1)  $p=(m-c, c, c, c, n-2c)$. Then $m-c\ge c$ and $0\le n-2c\le c$, so $$\min\{m/2, n/2\}\ge c\ge n/3.$$  
The function $$g(c)=(m-c)^2+3c^2+(n-2c)^2=8c^2-c(2m+4n)+m^2+n^2$$ is convex (its graph is a parabola), so it attains its maximum at an end of the segment $[n/3, \min\{m/2, n/2\}]$. 
If $c=n/3$ then $g(c)=\frac 19(9m^2-6mn+5n^2)$. 

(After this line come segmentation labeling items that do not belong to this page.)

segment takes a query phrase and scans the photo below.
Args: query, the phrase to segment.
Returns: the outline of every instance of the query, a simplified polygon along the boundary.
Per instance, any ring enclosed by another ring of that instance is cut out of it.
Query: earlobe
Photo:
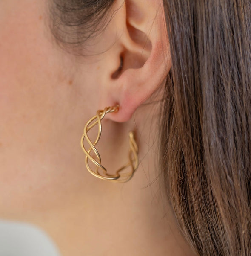
[[[126,0],[123,34],[117,44],[122,49],[120,73],[111,76],[106,88],[109,105],[120,105],[118,112],[109,116],[115,122],[129,120],[137,108],[163,83],[171,67],[163,7],[161,1]],[[102,106],[100,106],[102,107]]]

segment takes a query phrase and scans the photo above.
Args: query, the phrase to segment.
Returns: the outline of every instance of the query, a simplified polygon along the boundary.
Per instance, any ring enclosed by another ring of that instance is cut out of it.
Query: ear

If $c=m/2$ then $g(c)=2m^2-2mn+n^2$. 
If $c=n/2$ then $g(c)=m^2-mn+n^2$. 
Compare these possible value for $f(p)=g(c)$:
$2m^2-2mn+n^2-\frac 19(9m^2-6mn+5n^2)=\frac 19(3m-2n)^2\ge 0.$
$2m^2-2mn+n^2-(m^2-mn+n^2)=m^2-mn\ge 0$ iff $m\ge n.$ But in this case $\min\{m/2, n/2\}=n/2$, and $c=m/2$ is allowed only if $n=m$, so we may skip this case. 
$\frac 19(9m^2-6mn+5n^2)-(m^2-mn+n^2)=\frac 19(3mn-4n^2)\ge 0$ iff  $m\ge (4/3)n.$
2)  $p=(m-c, c, c, n-c, 0)$. Then $m-c\ge c$ and $n-c\le c$ so $$m/2\ge c\ge n/2.$$ 
The function $$g(c)=(m-c)^2+2c^2+(n-c)^2=4c^2-c(2m+2n)+m^2+n^2$$ is convex (its graph is a parabola), so it attains its maximum at an end of the segment $[n/2, m/2]$. If $c=n/2$ or $c=m/2$ then $g(c)=m^2-mn+n^2$.
Now we can write 
The final answer. The maximum is
$\frac 19(9m^2-6mn+5n^2)$, if $m\ge (4/3)n$,
$m^2-mn+n^2$, if $(4/3)n\ge m\ge n$,
$2m^2-2mn+n^2$, if $n\ge m\ge (2/3)n$.
The case $(2/3)n>m$ is impossible, because $m/2=(a+b)/2\ge (c+d+e)/3=n/3$.